I have been reading Katharine Harmon’s wonderful book ‘The Map as Art’, and come across the work of Canadian artist Landon Mackenzie. Her work is beautiful, compelling, and with a fascination all of its own.
Needless to say, her work is about maps, and the creating of visual form from a whole range of geographic and historical information. I find it so inspiring. Illuminating is a quote from the book about how she views her work
“I use painting as a method to sort things out; all the input of stimuli and information I take in need an output channel to remix it and plot it down in a way that works for me – a way to grapple with some pretty large subjects.”
I agree with this entirely, as I find that I also use painting to explore ideas and bring about some sort of synthesis from the research I have done.
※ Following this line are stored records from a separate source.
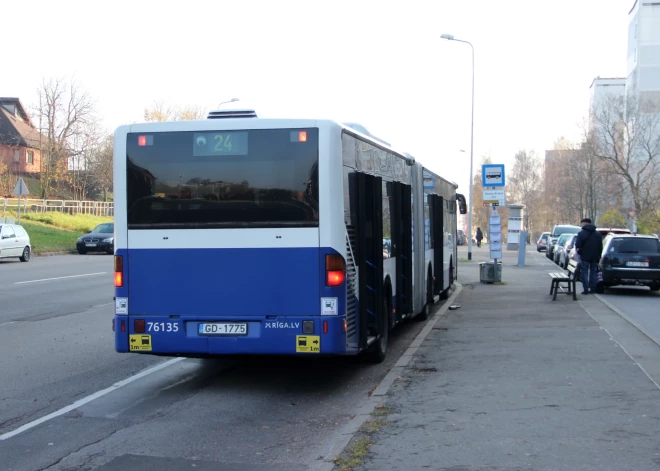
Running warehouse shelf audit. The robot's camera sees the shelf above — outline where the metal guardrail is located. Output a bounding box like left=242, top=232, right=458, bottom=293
left=0, top=198, right=115, bottom=216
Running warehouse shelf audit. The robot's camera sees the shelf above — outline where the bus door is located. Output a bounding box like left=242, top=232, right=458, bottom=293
left=428, top=195, right=445, bottom=295
left=392, top=182, right=413, bottom=322
left=354, top=172, right=385, bottom=347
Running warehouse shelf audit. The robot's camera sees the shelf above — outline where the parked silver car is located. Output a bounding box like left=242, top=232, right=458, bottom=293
left=0, top=224, right=32, bottom=262
left=536, top=232, right=550, bottom=252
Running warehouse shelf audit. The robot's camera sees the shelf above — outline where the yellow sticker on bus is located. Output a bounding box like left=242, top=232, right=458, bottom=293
left=296, top=335, right=321, bottom=353
left=128, top=334, right=151, bottom=352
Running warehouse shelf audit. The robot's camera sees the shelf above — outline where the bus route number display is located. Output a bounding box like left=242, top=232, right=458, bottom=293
left=193, top=131, right=248, bottom=157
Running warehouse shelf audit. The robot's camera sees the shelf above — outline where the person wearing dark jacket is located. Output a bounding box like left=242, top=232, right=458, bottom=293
left=575, top=218, right=603, bottom=294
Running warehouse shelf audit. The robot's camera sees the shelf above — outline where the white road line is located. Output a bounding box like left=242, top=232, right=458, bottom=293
left=14, top=271, right=108, bottom=285
left=0, top=357, right=186, bottom=441
left=92, top=303, right=114, bottom=308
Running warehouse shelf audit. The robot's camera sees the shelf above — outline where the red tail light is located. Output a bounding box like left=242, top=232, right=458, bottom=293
left=115, top=255, right=124, bottom=288
left=325, top=254, right=346, bottom=286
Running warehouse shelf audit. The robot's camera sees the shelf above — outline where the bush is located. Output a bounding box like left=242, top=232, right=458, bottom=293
left=1, top=211, right=114, bottom=233
left=598, top=209, right=627, bottom=227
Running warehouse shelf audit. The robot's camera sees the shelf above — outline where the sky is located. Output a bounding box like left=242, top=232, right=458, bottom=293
left=0, top=0, right=634, bottom=203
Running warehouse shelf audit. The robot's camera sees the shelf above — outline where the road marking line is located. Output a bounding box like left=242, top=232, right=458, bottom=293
left=14, top=271, right=108, bottom=285
left=92, top=303, right=114, bottom=308
left=0, top=357, right=186, bottom=442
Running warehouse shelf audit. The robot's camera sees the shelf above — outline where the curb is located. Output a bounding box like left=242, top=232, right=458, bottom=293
left=309, top=282, right=463, bottom=471
left=594, top=294, right=660, bottom=347
left=32, top=250, right=76, bottom=257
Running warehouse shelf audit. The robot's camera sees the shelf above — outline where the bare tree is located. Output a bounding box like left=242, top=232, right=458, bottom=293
left=69, top=121, right=101, bottom=200
left=36, top=78, right=94, bottom=198
left=591, top=96, right=660, bottom=215
left=92, top=135, right=114, bottom=201
left=144, top=101, right=206, bottom=122
left=509, top=150, right=541, bottom=240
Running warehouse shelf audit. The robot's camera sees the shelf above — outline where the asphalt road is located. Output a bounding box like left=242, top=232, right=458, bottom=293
left=527, top=247, right=660, bottom=345
left=0, top=255, right=162, bottom=442
left=0, top=255, right=434, bottom=471
left=598, top=286, right=660, bottom=345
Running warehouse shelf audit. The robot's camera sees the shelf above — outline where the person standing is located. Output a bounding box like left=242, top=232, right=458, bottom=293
left=575, top=218, right=603, bottom=294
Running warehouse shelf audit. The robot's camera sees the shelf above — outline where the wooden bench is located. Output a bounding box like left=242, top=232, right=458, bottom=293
left=548, top=260, right=579, bottom=301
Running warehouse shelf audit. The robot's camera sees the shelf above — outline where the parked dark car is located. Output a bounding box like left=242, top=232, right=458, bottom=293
left=598, top=234, right=660, bottom=293
left=76, top=222, right=115, bottom=255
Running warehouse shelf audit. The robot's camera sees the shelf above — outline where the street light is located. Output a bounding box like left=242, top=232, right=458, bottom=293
left=440, top=34, right=474, bottom=260
left=218, top=98, right=238, bottom=108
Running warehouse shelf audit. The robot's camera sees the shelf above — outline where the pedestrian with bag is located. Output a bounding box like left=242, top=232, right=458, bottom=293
left=575, top=218, right=603, bottom=294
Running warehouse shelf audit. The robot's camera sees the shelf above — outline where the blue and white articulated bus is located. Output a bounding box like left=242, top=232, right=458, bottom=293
left=113, top=110, right=466, bottom=362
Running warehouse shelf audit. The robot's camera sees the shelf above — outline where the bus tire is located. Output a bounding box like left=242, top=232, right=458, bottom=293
left=365, top=298, right=391, bottom=363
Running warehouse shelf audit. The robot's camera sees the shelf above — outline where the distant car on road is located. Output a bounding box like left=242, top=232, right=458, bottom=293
left=0, top=224, right=32, bottom=262
left=76, top=222, right=115, bottom=255
left=536, top=232, right=550, bottom=252
left=598, top=234, right=660, bottom=293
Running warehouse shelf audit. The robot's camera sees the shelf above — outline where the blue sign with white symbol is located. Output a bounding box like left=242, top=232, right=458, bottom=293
left=481, top=164, right=505, bottom=187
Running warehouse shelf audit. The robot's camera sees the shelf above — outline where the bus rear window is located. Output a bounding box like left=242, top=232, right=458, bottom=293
left=126, top=128, right=319, bottom=229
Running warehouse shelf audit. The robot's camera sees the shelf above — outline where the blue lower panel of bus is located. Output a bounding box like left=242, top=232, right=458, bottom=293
left=114, top=315, right=346, bottom=356
left=115, top=248, right=346, bottom=355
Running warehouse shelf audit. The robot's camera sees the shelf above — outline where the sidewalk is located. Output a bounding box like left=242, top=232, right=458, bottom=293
left=355, top=245, right=660, bottom=471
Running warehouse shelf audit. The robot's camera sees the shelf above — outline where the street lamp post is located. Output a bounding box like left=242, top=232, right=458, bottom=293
left=440, top=34, right=474, bottom=260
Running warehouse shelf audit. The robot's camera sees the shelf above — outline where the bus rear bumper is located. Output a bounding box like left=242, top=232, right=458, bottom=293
left=113, top=315, right=347, bottom=356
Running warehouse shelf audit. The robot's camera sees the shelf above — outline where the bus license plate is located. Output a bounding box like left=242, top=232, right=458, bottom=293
left=199, top=322, right=247, bottom=335
left=626, top=262, right=649, bottom=268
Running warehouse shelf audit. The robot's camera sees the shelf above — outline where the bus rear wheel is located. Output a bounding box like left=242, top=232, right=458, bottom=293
left=365, top=299, right=390, bottom=363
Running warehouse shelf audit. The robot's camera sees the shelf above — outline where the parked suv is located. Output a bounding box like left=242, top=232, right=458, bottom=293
left=545, top=224, right=582, bottom=260
left=536, top=232, right=550, bottom=252
left=0, top=224, right=32, bottom=262
left=598, top=234, right=660, bottom=293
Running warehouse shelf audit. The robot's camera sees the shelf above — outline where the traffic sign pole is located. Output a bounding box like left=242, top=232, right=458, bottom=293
left=11, top=177, right=30, bottom=226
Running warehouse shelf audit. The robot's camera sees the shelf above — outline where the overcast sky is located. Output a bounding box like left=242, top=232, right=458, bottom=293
left=0, top=0, right=633, bottom=194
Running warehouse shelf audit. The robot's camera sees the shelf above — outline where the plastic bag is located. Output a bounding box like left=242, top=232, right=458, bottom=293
left=570, top=248, right=582, bottom=263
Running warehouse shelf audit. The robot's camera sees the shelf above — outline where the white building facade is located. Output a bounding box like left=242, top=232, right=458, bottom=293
left=626, top=0, right=660, bottom=101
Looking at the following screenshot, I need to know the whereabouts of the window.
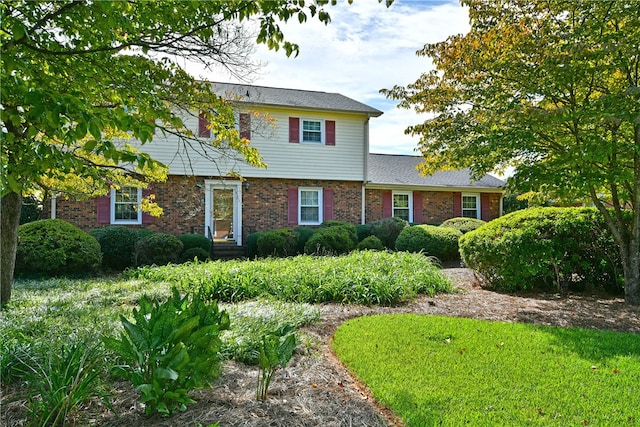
[111,187,142,224]
[298,188,322,225]
[462,194,480,218]
[302,120,322,144]
[393,192,412,221]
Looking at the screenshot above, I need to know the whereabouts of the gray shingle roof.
[369,154,505,189]
[211,82,382,117]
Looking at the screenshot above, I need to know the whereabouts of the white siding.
[135,109,367,181]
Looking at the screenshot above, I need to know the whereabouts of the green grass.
[333,315,640,426]
[127,251,452,305]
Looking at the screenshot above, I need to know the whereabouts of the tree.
[0,0,370,306]
[382,0,640,305]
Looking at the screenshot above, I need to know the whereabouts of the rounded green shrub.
[178,234,211,253]
[396,225,462,261]
[180,247,211,262]
[460,208,623,292]
[304,225,357,255]
[371,217,409,249]
[293,227,316,254]
[440,217,487,234]
[134,233,183,266]
[256,229,297,257]
[15,219,102,276]
[89,226,138,270]
[357,236,384,251]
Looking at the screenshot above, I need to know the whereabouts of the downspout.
[360,114,370,224]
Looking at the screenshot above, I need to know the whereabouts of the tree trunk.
[0,193,22,308]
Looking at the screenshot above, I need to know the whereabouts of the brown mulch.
[0,268,640,427]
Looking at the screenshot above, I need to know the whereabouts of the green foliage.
[256,229,298,257]
[332,314,640,427]
[178,234,211,252]
[460,208,622,292]
[16,342,113,427]
[293,227,316,254]
[440,217,487,234]
[220,299,320,365]
[20,196,42,224]
[357,236,384,251]
[133,233,182,266]
[103,288,229,415]
[356,224,371,242]
[371,217,409,250]
[304,224,358,255]
[180,248,211,262]
[256,327,297,401]
[396,225,462,261]
[124,251,451,305]
[16,219,102,276]
[89,226,138,271]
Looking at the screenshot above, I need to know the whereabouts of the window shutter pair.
[96,188,156,224]
[287,187,334,225]
[382,190,423,224]
[289,117,336,145]
[198,111,251,139]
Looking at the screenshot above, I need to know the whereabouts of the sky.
[188,0,469,155]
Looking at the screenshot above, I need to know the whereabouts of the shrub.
[356,224,371,242]
[460,208,622,292]
[134,233,182,266]
[178,234,211,253]
[16,219,102,275]
[103,290,229,415]
[440,217,487,234]
[371,217,408,249]
[180,248,211,262]
[396,225,462,261]
[358,236,384,251]
[247,232,262,258]
[304,225,357,255]
[293,227,316,254]
[257,229,297,257]
[89,226,138,270]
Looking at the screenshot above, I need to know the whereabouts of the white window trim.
[109,187,142,225]
[298,187,324,225]
[460,193,480,219]
[300,117,326,145]
[391,191,413,222]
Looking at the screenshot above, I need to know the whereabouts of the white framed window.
[462,194,480,219]
[298,187,322,225]
[111,187,142,224]
[300,119,324,144]
[392,191,413,222]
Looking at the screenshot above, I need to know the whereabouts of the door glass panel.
[213,189,234,239]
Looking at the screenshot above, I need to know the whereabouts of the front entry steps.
[213,240,246,260]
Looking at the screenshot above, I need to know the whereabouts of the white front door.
[204,180,242,246]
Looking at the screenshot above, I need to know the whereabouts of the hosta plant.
[104,288,229,416]
[256,326,297,400]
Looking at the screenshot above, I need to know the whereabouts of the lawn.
[333,314,640,426]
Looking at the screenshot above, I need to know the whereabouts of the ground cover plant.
[125,251,452,305]
[333,314,640,426]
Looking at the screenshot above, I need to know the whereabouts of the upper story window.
[302,120,324,144]
[298,188,322,225]
[462,194,480,218]
[393,192,412,221]
[111,187,142,224]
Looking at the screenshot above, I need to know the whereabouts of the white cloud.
[195,0,469,154]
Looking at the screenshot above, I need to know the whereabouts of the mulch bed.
[0,268,640,427]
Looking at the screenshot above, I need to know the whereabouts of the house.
[46,83,504,246]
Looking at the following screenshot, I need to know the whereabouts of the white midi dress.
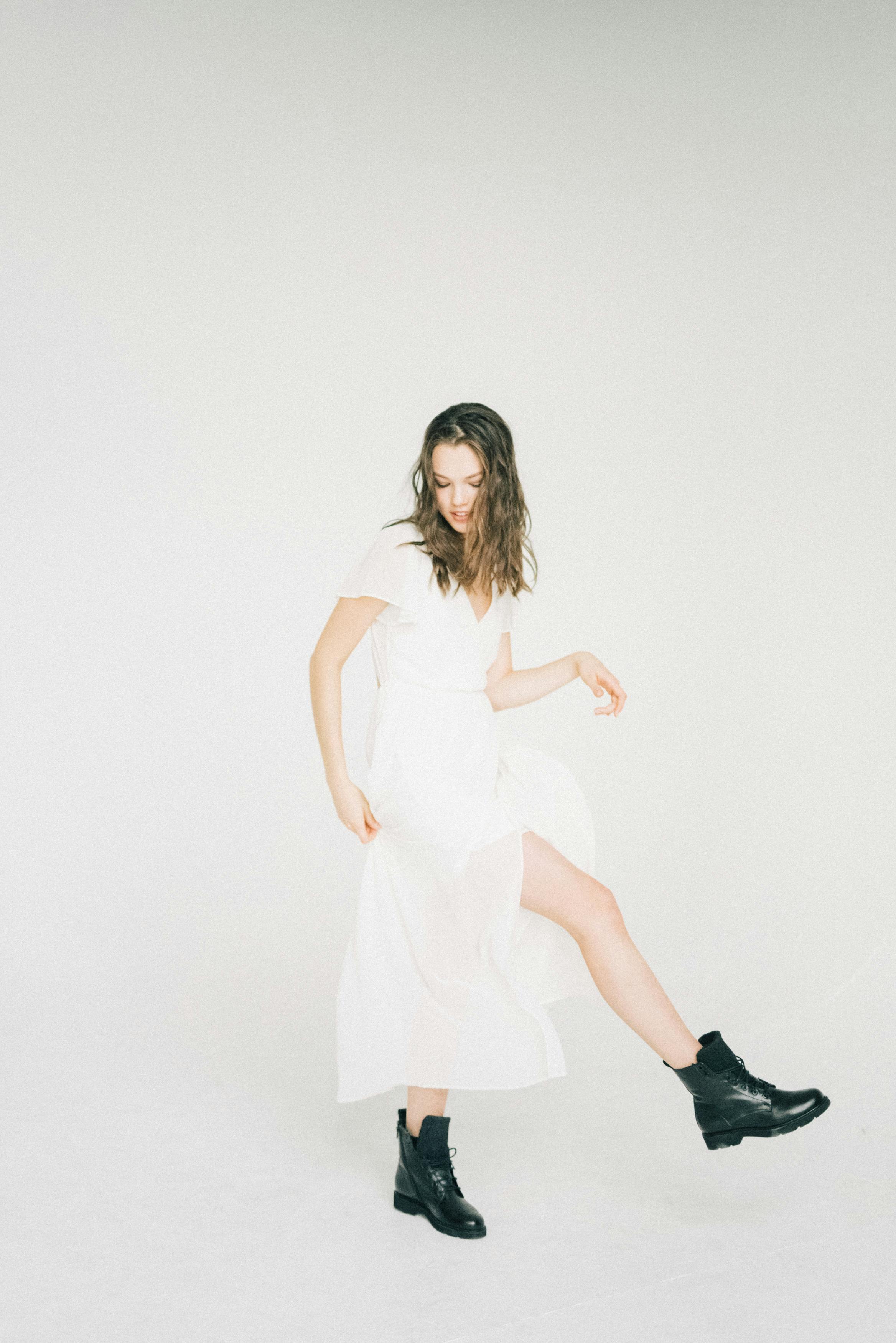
[336,523,599,1101]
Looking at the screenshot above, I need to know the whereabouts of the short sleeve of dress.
[500,588,517,634]
[336,523,433,625]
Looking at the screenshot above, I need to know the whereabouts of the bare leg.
[404,1087,447,1138]
[521,830,700,1069]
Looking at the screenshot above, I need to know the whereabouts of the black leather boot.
[392,1109,485,1240]
[664,1030,830,1150]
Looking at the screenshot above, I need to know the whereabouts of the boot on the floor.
[664,1030,830,1150]
[392,1109,485,1240]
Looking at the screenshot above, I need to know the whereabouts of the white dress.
[336,523,599,1101]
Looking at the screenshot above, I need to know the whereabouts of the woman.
[310,403,830,1238]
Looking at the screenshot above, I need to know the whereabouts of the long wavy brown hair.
[385,402,539,596]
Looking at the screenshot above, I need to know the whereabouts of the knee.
[570,877,625,942]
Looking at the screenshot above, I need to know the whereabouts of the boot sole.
[392,1190,485,1241]
[703,1096,830,1151]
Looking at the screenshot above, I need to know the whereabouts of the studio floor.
[3,983,896,1343]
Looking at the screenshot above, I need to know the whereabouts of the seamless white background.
[0,0,896,1343]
Its also the arena from which I can think about larger, more complex issues, such as identity, and my relationship with the landscape that makes up my world. I’m so pleased to come across a contemporary established artist who is a painter, and with whom I seem to have something in common.
Landon Mackenzie – ‘Houbart’s Hope’, 2008 (?)
Her canvases are large, getting on for 7′ x 10′, which is great, and I would love to see the ‘Houbart’s Hope’ series in the flesh. She includes so many layers of information, yet her pieces have such a sense of internal unity and a real beauty about them. If you haven’t seen her work before, I recommend that you visit her website.
Which has contributed to my thoughts about my own response to archaeological sites. Landscape for me isn’t the focus. It’s the arena in which ancient people lived their mysterious lives. The sense of human presence in the landscape is the most important factor. And yet, as I say that, I’m aware that the landscape is not the fixed entity I always thought it was. The landscape around Star Carr must have changed so much since the site was occupied by Mesolithic people 11,000 years ago. For one, it was just after the last ice age, and the North Sea did not as yet exist, Britain being still joined to mainland Europe by ice. Star Carr was on the edge of a very large lake, surrounded by trees which were home to large animals such as red deer and aurochs. To look at it today, the site is in the middle of a flat piece of field with little in the way of interesting features. No lake. No animals. No trees. The sea almost withing viewing distance. How different must life have been then, and I’m not just referring to the lack of modern technologies. The mystery of it draws me on and compels me to make work. So I will take inspiration from Landon Mackenzie, and make further research into the place, looking at as many different kinds of map as I can find, with the challenge of using it to make work that is half as compelling and beautiful as hers. A good challenge to have for the new year.